I was around 12 and she was in her 70s when my family noticed her short-term memory was failing. She would consistently forget where she left her purse, the car keys, or if she added salt to the neck bones. We figured it was a symptom of advanced age. She had my grandfather, who was still operating on all cylinders, so we didn’t worry so much about her. Years later, her doctor informed my mother that we’d missed the early stages of Alzheimer’s, not that there was much we could do about it anyway.
In my mid 20s, I sat in the second row next to my grandmother at my grandfather’s funeral, directly in front of the casket. She couldn’t remember that my grandfather was gone and didn’t recognize “that man,” as she put it, “who’s laying up there.” So there we sat in a surreal moment with her oblivious that the stranger laid out for his Homegoing under a purple drape not five feet in front of her was her husband of six-plus decades. I’d decided not to tell her who he was anymore, but changed my mind. This was the last time she’d see her husband, after all.
Me: You know who that is up there?
Her: (She looked at me blankly.) It’s a minister. See the purple drape?
Duh… I had no clue that’s what it meant, but I digress.
Me: It’s your husband.
Her: (She didn’t miss a beat.) Well, then I should pay my respects.
I escorted her out of the pew and up to the casket. She stood in front of the body, staring, and I figured she’d forgotten again in the two minutes or so it took us to get up there. But then she reached into the casket, I recoiled in horror, and she patted the Bible wedged between my grandfather’s cold, dead hands.

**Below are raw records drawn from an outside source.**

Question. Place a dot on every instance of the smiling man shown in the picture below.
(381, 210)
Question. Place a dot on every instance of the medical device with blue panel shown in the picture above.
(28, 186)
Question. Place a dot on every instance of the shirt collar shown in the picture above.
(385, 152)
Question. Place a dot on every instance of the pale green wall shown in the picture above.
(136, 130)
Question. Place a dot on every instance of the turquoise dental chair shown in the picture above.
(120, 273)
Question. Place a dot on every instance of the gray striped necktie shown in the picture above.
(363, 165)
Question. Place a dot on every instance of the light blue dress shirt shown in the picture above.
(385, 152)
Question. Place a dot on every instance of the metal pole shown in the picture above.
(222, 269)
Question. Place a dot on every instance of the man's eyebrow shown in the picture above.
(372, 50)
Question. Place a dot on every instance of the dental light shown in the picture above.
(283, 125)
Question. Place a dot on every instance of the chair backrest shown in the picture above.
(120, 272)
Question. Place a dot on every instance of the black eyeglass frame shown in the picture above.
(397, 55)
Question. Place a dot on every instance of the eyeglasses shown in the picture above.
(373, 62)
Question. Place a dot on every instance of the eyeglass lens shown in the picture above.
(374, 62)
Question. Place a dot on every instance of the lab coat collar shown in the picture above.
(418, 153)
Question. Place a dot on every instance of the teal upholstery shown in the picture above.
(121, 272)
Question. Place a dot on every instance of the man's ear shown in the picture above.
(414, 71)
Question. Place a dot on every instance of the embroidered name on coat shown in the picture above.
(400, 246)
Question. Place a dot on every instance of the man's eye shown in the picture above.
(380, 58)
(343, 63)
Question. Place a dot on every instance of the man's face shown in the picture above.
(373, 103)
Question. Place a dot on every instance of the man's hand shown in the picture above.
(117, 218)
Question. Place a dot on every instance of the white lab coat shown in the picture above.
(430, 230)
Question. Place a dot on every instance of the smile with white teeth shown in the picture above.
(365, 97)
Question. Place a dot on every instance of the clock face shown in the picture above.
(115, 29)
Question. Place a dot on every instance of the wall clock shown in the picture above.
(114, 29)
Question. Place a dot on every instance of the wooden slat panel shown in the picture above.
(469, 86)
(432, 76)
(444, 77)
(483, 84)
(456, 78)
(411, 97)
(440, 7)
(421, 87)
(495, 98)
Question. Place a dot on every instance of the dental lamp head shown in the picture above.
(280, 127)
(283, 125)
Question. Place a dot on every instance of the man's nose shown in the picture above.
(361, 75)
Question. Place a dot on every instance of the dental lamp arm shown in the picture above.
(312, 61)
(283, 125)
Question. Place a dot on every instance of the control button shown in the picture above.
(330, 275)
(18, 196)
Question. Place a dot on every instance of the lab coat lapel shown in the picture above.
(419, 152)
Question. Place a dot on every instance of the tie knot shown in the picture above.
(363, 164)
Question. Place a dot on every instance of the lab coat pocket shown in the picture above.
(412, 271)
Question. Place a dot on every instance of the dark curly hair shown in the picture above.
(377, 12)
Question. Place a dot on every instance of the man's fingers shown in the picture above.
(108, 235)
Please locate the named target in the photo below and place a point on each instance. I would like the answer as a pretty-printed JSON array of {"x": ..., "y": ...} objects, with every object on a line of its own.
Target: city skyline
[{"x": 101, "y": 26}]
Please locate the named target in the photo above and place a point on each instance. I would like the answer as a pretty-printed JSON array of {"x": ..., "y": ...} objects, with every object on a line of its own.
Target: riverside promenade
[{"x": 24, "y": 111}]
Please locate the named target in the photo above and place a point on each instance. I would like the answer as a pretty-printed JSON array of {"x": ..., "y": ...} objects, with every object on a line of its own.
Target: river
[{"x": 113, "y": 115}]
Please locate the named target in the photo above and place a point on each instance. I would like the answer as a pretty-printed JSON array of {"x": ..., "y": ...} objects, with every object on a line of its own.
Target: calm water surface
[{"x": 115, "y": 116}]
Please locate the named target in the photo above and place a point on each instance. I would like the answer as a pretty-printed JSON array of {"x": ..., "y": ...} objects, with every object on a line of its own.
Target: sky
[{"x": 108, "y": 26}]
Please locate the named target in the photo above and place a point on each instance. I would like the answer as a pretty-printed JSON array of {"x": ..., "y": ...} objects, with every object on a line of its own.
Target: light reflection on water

“We had good times didn’t we,” she said to the body. “Hmmm.” She paused in a seeming moment of reflection, then looked up at me, a sign to take her back to her seat. As soon as we settled into the pew, she leaned over to me. “Honey,” she asked, calling me by my mother’s nickname. “Who was that man up there?” I shook my head and told her I didn’t know.
That’s always haunted me a bit—the idea of growing old and not remembering like Henry, like my grandmother. When I’m laying in the bed, staring at the ceiling I can’t see in the 4 AM darkness, worrying about possibilities, devising back up plans, and thinking about legacy, I wonder what that undefined “it” is all worth, if anything. You accomplish whatever you do, travel wherever you go, garner whatever accolades “they” read at your retirement party, but how much does it all matter if, in the end, you can’t recall it unless it’s a fleeting moment of clarity?
I think about that, then force myself not to. If you know how the game ends, or even worse, can’t remember how it was played, it kinda kills your motivation to participate in the first place.